To say the least, the Nigerian authorities are yet to show any serious and coordinated policy action to lift the poor out of poverty. A N10, 000 or N20,000 Tradermoni would not do it…not even N-power or the 774, 000 jobs given to selective people for six months as a palliative for the impact of COVID-19. Those, in my view, are what they are: mere palliatives. Palliatives have never been the solution to poverty; they are not reforms capable of lifting people out of poverty and truly they have not in any way lifted anybody out of poverty. In truth, some of these cash transfers may have created more rent-seeking.
To lift people out of poverty, the government needs a coordinated strategy, anchored on reforms, with relevant partnerships with other tiers of government – state and local governments. It needs to create opportunities in different sectors by opening up latent values across different sectors and creating new ones.
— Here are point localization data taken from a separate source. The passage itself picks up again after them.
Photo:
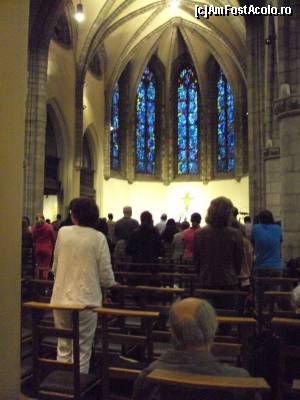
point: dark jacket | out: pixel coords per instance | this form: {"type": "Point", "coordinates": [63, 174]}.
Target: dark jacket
{"type": "Point", "coordinates": [145, 245]}
{"type": "Point", "coordinates": [196, 362]}
{"type": "Point", "coordinates": [124, 227]}
{"type": "Point", "coordinates": [218, 256]}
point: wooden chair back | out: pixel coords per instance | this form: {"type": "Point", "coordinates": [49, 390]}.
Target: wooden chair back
{"type": "Point", "coordinates": [196, 382]}
{"type": "Point", "coordinates": [288, 331]}
{"type": "Point", "coordinates": [124, 337]}
{"type": "Point", "coordinates": [56, 379]}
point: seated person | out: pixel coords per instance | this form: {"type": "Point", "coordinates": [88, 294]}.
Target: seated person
{"type": "Point", "coordinates": [193, 325]}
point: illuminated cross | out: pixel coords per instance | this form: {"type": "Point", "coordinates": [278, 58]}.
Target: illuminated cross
{"type": "Point", "coordinates": [187, 201]}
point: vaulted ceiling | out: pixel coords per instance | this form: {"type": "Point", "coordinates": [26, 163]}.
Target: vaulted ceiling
{"type": "Point", "coordinates": [124, 31]}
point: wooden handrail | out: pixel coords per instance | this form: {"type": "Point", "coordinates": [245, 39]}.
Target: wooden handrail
{"type": "Point", "coordinates": [207, 381]}
{"type": "Point", "coordinates": [47, 306]}
{"type": "Point", "coordinates": [126, 313]}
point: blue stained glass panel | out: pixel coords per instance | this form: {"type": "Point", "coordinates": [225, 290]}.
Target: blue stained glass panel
{"type": "Point", "coordinates": [145, 123]}
{"type": "Point", "coordinates": [115, 130]}
{"type": "Point", "coordinates": [225, 128]}
{"type": "Point", "coordinates": [187, 123]}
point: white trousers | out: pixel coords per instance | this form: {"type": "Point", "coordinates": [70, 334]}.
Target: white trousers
{"type": "Point", "coordinates": [87, 327]}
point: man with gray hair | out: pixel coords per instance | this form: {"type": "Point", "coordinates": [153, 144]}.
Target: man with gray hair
{"type": "Point", "coordinates": [193, 326]}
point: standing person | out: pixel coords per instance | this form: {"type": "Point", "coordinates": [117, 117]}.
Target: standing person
{"type": "Point", "coordinates": [248, 226]}
{"type": "Point", "coordinates": [27, 248]}
{"type": "Point", "coordinates": [218, 248]}
{"type": "Point", "coordinates": [266, 238]}
{"type": "Point", "coordinates": [162, 224]}
{"type": "Point", "coordinates": [56, 223]}
{"type": "Point", "coordinates": [81, 268]}
{"type": "Point", "coordinates": [111, 227]}
{"type": "Point", "coordinates": [145, 243]}
{"type": "Point", "coordinates": [168, 235]}
{"type": "Point", "coordinates": [44, 239]}
{"type": "Point", "coordinates": [177, 242]}
{"type": "Point", "coordinates": [123, 229]}
{"type": "Point", "coordinates": [189, 234]}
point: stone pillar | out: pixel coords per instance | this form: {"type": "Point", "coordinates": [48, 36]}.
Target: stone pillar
{"type": "Point", "coordinates": [35, 136]}
{"type": "Point", "coordinates": [14, 17]}
{"type": "Point", "coordinates": [288, 111]}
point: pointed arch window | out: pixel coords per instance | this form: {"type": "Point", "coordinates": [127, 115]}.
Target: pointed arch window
{"type": "Point", "coordinates": [115, 130]}
{"type": "Point", "coordinates": [225, 133]}
{"type": "Point", "coordinates": [188, 143]}
{"type": "Point", "coordinates": [146, 123]}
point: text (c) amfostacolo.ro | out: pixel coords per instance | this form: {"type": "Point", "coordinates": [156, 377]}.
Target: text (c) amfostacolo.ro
{"type": "Point", "coordinates": [206, 11]}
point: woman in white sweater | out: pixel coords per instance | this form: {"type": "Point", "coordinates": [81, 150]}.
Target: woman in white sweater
{"type": "Point", "coordinates": [81, 267]}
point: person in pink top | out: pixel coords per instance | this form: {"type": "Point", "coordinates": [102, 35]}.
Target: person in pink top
{"type": "Point", "coordinates": [44, 239]}
{"type": "Point", "coordinates": [188, 235]}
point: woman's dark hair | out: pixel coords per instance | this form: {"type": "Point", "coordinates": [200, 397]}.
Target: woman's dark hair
{"type": "Point", "coordinates": [86, 211]}
{"type": "Point", "coordinates": [266, 217]}
{"type": "Point", "coordinates": [219, 213]}
{"type": "Point", "coordinates": [169, 231]}
{"type": "Point", "coordinates": [146, 219]}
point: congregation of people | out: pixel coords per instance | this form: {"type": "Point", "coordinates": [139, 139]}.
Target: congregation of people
{"type": "Point", "coordinates": [80, 253]}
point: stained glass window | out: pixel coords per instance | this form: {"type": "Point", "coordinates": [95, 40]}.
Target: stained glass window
{"type": "Point", "coordinates": [115, 131]}
{"type": "Point", "coordinates": [187, 123]}
{"type": "Point", "coordinates": [225, 139]}
{"type": "Point", "coordinates": [145, 123]}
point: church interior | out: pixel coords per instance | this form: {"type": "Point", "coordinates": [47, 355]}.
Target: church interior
{"type": "Point", "coordinates": [139, 103]}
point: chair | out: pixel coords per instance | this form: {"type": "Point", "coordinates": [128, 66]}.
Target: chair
{"type": "Point", "coordinates": [288, 331]}
{"type": "Point", "coordinates": [170, 381]}
{"type": "Point", "coordinates": [225, 301]}
{"type": "Point", "coordinates": [128, 338]}
{"type": "Point", "coordinates": [267, 284]}
{"type": "Point", "coordinates": [54, 379]}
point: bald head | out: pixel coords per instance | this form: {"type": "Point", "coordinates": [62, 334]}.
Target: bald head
{"type": "Point", "coordinates": [127, 211]}
{"type": "Point", "coordinates": [193, 323]}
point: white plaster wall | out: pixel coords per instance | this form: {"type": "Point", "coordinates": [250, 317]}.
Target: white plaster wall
{"type": "Point", "coordinates": [158, 198]}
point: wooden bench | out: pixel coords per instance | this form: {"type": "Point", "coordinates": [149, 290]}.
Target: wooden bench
{"type": "Point", "coordinates": [284, 328]}
{"type": "Point", "coordinates": [272, 298]}
{"type": "Point", "coordinates": [215, 296]}
{"type": "Point", "coordinates": [54, 379]}
{"type": "Point", "coordinates": [270, 284]}
{"type": "Point", "coordinates": [187, 381]}
{"type": "Point", "coordinates": [124, 337]}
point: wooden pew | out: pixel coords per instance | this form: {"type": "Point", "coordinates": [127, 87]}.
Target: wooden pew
{"type": "Point", "coordinates": [124, 337]}
{"type": "Point", "coordinates": [270, 284]}
{"type": "Point", "coordinates": [165, 279]}
{"type": "Point", "coordinates": [237, 296]}
{"type": "Point", "coordinates": [187, 381]}
{"type": "Point", "coordinates": [271, 298]}
{"type": "Point", "coordinates": [230, 349]}
{"type": "Point", "coordinates": [284, 328]}
{"type": "Point", "coordinates": [140, 297]}
{"type": "Point", "coordinates": [56, 379]}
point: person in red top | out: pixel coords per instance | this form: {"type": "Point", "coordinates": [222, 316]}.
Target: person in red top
{"type": "Point", "coordinates": [44, 239]}
{"type": "Point", "coordinates": [188, 235]}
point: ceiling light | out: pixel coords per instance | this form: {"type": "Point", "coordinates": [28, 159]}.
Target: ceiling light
{"type": "Point", "coordinates": [79, 15]}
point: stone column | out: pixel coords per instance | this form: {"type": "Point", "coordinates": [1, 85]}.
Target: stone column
{"type": "Point", "coordinates": [14, 17]}
{"type": "Point", "coordinates": [288, 111]}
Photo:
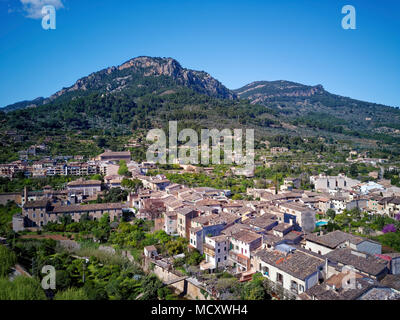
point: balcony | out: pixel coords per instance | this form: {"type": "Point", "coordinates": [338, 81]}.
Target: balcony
{"type": "Point", "coordinates": [239, 258]}
{"type": "Point", "coordinates": [207, 249]}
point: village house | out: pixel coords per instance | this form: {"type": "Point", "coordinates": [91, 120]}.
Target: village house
{"type": "Point", "coordinates": [85, 187]}
{"type": "Point", "coordinates": [242, 244]}
{"type": "Point", "coordinates": [341, 287]}
{"type": "Point", "coordinates": [338, 239]}
{"type": "Point", "coordinates": [295, 213]}
{"type": "Point", "coordinates": [216, 250]}
{"type": "Point", "coordinates": [170, 222]}
{"type": "Point", "coordinates": [363, 263]}
{"type": "Point", "coordinates": [294, 270]}
{"type": "Point", "coordinates": [184, 218]}
{"type": "Point", "coordinates": [39, 213]}
{"type": "Point", "coordinates": [115, 156]}
{"type": "Point", "coordinates": [325, 183]}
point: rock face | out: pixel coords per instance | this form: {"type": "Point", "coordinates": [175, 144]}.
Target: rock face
{"type": "Point", "coordinates": [115, 79]}
{"type": "Point", "coordinates": [261, 91]}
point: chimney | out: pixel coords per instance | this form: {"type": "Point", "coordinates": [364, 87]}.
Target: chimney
{"type": "Point", "coordinates": [326, 268]}
{"type": "Point", "coordinates": [26, 194]}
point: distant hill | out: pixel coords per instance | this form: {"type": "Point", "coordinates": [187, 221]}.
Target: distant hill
{"type": "Point", "coordinates": [314, 107]}
{"type": "Point", "coordinates": [146, 92]}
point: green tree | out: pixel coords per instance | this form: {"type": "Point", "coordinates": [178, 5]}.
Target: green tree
{"type": "Point", "coordinates": [7, 261]}
{"type": "Point", "coordinates": [123, 168]}
{"type": "Point", "coordinates": [331, 214]}
{"type": "Point", "coordinates": [71, 294]}
{"type": "Point", "coordinates": [21, 288]}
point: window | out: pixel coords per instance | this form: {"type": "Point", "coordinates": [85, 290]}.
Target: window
{"type": "Point", "coordinates": [279, 278]}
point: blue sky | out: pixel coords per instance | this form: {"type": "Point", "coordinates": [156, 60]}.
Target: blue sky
{"type": "Point", "coordinates": [237, 42]}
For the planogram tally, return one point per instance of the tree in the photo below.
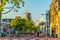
(15, 5)
(23, 24)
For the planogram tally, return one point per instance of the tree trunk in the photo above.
(0, 19)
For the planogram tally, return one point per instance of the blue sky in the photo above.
(35, 7)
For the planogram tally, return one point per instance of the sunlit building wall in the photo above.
(55, 17)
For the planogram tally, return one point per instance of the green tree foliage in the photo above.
(22, 24)
(15, 3)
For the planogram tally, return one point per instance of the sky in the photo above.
(35, 7)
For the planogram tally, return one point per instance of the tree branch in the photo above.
(9, 10)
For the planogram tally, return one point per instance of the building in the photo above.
(28, 16)
(47, 22)
(55, 17)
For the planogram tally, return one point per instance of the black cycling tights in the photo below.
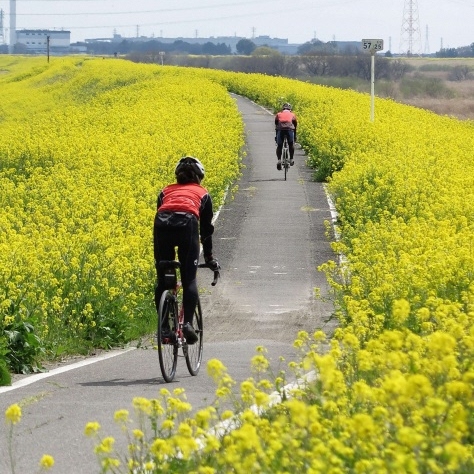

It is tough to say that there haven’t been any tangible reforms that benefited the people in many sectors of the Nigerian economy since 2011. We saw how the banking-sector reforms in 2006 created new waves and opportunities in the system. We are all witnessing the impact of the pension reforms and how hitherto impoverished retirees are gradually having the hope of a good life after retirement, at least if we don’t pollute the system. We can say NHIS and private-sector HMO partly gave some segments of the poor access to healthcare
We know how reforms in telecommunication revolutionised information and communication and gave the poor access to information and a more efficient way to communicate with the world. Along with that came various commercial opportunities that improved income capacity. Those who are old enough remember what a nightmare it was to make phone calls in Nigeria, whether local or international calls. They remember that to talk to a relative outside the country then, you would probably go to the house of a rich man close to you, who had a NITEL line. You would go ahead of the agreed time of the call to wait and pray that there would be a tone for the call to come through. And, when you were done talking to the person, you would go home, happy that you had spoken to your relation.
By the time of the telecommunication reform in the country, teledensity for Nigeria was 0.4 lines per 100 inhabitants. According to Chief Ernest Ndukwe, former Executive Vice-Chairman and CEO of the NCC, as of the year 2000, Mongolia and Afghanistan were the only two nations with worse teledensity figures than Nigeria! All that changed with a simple stroke: reform.
What new reforms can we point to over the past decade? Is Nigeria dead of reform ideas or are we just lacking the will or leadership?
One extreme school of thought says the rich and political elite may be afraid that continuing on the path of workable reforms may threaten the superiority of the rich, as these reforms tend to narrow the gap between the standard of living of the rich and the poor. So, is throwing peanuts under different guises of reforms the solution to lifting the poor out of poverty or just a show of movement, as they say in one profession.